The exact causes of asthma are unknown; there is no direct chain of events that effects every single sufferer. There is some evidence that asthma is a genetic condition, as people inherit the tendency towards inflamed airways – the primary problem associated with asthma. If a child’s parents both have asthma, they are statistically more likely to suffer from the illness themselves – but this is not always the case. Similarly, a child can have asthma even if there is no genetic history of it in their family. It really does seem to be the luck of the draw.

People who suffer from asthma are more likely to have allergies, particularly to dust mites and hay fever But again, this is not a certain link: lots of people who have hay fever do not have asthma, for example, just as lots of people who have asthma do not have hay fever

There are no known substances that are thought to actively ’cause’ asthma – though certain things, such as chemicals, allergens and smoke are known to exacerbate an existing condition.

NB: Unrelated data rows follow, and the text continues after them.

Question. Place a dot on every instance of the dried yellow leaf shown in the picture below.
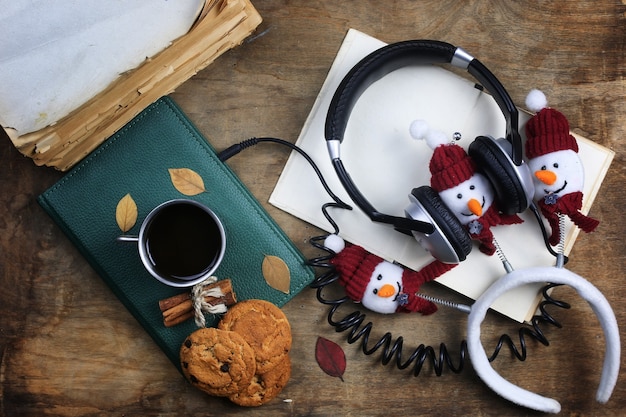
(276, 273)
(187, 181)
(126, 213)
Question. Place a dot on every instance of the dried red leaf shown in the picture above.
(330, 357)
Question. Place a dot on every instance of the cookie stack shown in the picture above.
(246, 358)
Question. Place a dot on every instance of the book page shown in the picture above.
(386, 164)
(56, 55)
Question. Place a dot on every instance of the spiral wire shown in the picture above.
(394, 350)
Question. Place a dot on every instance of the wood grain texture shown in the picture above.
(69, 348)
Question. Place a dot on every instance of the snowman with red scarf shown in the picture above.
(465, 191)
(557, 170)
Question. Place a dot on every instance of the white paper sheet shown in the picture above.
(386, 163)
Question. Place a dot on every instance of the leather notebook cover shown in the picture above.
(136, 161)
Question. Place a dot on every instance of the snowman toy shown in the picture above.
(558, 173)
(467, 193)
(379, 285)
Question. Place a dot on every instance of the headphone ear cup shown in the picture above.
(509, 181)
(450, 243)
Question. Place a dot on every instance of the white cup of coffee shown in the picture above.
(181, 242)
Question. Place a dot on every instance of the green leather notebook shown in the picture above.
(137, 160)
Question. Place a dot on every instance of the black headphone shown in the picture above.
(427, 218)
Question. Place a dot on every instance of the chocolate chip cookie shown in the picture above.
(264, 387)
(219, 362)
(266, 329)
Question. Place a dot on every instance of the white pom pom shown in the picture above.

It is natural when you, or someone you know, is diagnosed with asthma to question why it has happened. Unfortunately, asthma is one of the many illnesses that simply do not have a specific and clear-cut cause for why they have occurred. Learning to accept that sometimes, quite genuinely, these things do just happen is an important part of coming to terms with their asthma diagnosis.

Finally, if you are a parent and are concerned about passing asthma on to your children, this is by no means a certainty, so try not to fret.